Bike Buyer Guru: Bikes with low mileage are not always a good deal
Craig Langton has quite the CV. Here at The Bike Show we refer to him as King Midas because, as you might’ve guessed, everything he touches turns to gold. Apart from previous businesses that were massively successful under his watch, he is the owner of Fire It Up in Fourways and within a year of opening its doors it has become the biggest selling motorcycle dealer in the country by a long way. Much of this is down to good honest hard work by him and his team, but much of it also has to do with decades of dealing in motorcycles, spotting trends and noticing nuances. Craig will be passing on much of this knowledge to our esteemed readers in his Bike Buyer Guru column that will be posted every Tuesday. Herewith this week’s column:
In these articles I have debated the effect that high mileage has on the value of a motorcycle. With touring motorcycles that predominantly travel long distances, the motorcycle’s components have less wear and tear than a motorcycle that has travelled the same mileage in traffic. The motorcycle that has travelled the same distance in traffic has more brake, clutch, body and engine wear. I would rather take the bike with higher touring mileage but less wear and tear if it was my money.
Taking the above into consideration, are motorcycles with less mileage always worth more? Not always. Another example, I was offered a 2013 BMW R1200GS that had only travelled 500km’s from new. The bike had been purchased, ridden a few times and then parked. A normal reaction would be that a motorcycle that is 5 years old with such low mileage is worth far more than the same motorcycle that has travelled 5000km’s.Not always. If you are considering a motorcycle with extremely low mileage you need to be just as cautious as a motorcycle with higher mileage. As an example:
- The original tyres might need to be replaced immediately if they have expired, despite their appearance of being brand new.

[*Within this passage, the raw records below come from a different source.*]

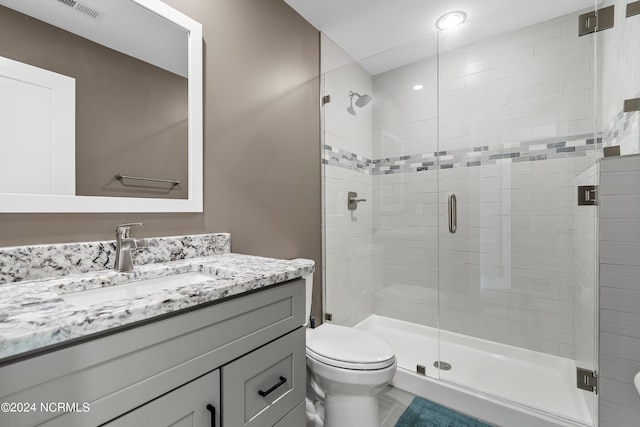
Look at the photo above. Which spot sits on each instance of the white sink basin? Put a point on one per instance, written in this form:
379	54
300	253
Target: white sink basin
135	289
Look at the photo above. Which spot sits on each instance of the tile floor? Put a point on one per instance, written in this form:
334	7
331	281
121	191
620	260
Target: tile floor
392	402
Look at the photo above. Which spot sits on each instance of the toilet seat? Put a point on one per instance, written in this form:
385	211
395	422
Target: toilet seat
348	348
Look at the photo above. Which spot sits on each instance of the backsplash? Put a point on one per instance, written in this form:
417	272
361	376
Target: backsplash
20	263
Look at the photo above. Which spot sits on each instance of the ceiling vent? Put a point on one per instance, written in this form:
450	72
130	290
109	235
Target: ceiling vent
87	11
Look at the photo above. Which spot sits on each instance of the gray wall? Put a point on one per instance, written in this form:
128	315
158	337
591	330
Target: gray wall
619	290
261	141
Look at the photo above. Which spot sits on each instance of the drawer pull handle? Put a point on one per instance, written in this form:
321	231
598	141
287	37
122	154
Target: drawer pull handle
212	409
265	393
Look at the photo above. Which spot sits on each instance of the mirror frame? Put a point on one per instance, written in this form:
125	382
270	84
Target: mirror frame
32	203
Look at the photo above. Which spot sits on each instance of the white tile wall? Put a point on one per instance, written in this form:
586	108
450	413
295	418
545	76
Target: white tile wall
619	290
507	274
620	49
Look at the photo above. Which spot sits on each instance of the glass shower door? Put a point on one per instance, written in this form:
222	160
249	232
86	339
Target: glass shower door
516	134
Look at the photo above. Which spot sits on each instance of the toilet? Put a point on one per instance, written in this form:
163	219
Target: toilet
346	369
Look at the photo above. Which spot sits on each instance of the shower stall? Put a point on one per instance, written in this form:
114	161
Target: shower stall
468	251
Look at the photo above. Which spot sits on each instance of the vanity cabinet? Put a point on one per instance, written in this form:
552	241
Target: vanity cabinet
243	357
196	404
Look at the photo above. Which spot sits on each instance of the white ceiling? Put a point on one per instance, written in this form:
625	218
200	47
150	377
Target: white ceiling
386	34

- Check the tank for rust which is common on a bike that has just been parked.
- You will also need to consider that if there are signs of rust in the tank then the fuel pump will need replacing or at the very least cleaning. The injectors will also need specialist cleaning.

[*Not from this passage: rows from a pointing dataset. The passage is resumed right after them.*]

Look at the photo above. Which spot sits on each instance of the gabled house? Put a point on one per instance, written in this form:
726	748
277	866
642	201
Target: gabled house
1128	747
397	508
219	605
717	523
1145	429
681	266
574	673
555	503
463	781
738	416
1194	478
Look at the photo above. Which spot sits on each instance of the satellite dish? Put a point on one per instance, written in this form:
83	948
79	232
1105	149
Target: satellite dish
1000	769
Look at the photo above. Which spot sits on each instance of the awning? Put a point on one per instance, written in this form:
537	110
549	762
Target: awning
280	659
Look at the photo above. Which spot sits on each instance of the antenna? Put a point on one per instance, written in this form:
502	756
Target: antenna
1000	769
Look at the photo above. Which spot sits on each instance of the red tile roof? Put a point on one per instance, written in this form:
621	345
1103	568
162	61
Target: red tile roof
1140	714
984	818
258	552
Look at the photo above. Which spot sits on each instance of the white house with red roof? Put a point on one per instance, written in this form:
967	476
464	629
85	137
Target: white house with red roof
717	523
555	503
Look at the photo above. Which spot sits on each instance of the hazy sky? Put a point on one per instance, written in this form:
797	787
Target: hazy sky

- All the fluids will need to be replaced despite the low mileage.
- If there are no service books be cautious as I have noticed an increasing trend where motorcycle mileage is being tampered with as many manufacturers do not have the facility to track or verify mileages.

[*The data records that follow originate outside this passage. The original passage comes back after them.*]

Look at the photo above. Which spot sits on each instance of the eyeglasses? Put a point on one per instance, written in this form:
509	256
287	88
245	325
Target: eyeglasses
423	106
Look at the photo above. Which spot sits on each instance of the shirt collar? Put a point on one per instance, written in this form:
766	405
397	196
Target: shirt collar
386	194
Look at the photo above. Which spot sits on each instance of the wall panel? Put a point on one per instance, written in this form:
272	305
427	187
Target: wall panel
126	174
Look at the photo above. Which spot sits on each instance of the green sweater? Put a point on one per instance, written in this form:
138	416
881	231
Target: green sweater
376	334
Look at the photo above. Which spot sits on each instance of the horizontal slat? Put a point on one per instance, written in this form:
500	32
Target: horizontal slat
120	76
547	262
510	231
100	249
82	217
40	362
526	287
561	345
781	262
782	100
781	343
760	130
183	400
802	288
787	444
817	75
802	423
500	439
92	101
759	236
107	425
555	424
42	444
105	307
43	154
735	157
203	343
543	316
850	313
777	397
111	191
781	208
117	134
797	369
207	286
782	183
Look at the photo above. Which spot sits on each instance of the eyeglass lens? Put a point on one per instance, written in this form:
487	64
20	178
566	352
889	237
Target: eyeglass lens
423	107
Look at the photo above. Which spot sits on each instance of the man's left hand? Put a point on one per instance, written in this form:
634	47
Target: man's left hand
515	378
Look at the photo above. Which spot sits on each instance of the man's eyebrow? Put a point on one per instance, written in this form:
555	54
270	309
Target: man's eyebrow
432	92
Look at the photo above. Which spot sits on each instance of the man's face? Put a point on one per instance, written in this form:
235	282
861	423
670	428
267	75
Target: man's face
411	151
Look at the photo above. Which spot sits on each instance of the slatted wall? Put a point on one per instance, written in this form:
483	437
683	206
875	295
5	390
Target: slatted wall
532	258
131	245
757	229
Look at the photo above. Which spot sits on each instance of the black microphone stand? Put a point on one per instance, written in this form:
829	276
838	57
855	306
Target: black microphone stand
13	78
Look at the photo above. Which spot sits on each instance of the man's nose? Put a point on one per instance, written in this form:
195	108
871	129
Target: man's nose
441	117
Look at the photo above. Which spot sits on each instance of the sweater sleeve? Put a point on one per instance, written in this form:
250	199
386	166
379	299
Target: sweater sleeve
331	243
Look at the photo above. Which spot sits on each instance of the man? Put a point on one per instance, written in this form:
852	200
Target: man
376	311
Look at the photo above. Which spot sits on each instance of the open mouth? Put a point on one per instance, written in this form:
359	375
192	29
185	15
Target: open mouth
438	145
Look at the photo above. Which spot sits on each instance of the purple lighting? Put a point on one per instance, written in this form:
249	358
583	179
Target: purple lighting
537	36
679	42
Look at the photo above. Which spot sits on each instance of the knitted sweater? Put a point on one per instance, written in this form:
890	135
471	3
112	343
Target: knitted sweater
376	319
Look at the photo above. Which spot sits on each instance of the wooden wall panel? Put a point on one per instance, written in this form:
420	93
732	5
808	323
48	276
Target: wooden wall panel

- A motorcycle that has been ridden a few hundred kilometres and then parked may not have had an applicable recall applied.
- A motorcycle that has been ridden only a few times and then parked and is now out of warranty, so any latent defects might not have had the chance to make themselves visible.
An important note is that if you are purchasing a motorcycle that has been parked and has not had its annual service, despite its low mileage, it is critical that the engine oil is changed before the bike is ridden home, as the oil is most certainly contaminated and engine wear and damage will most certainly occur. Rather pick it up with a trailer and have it serviced thoroughly.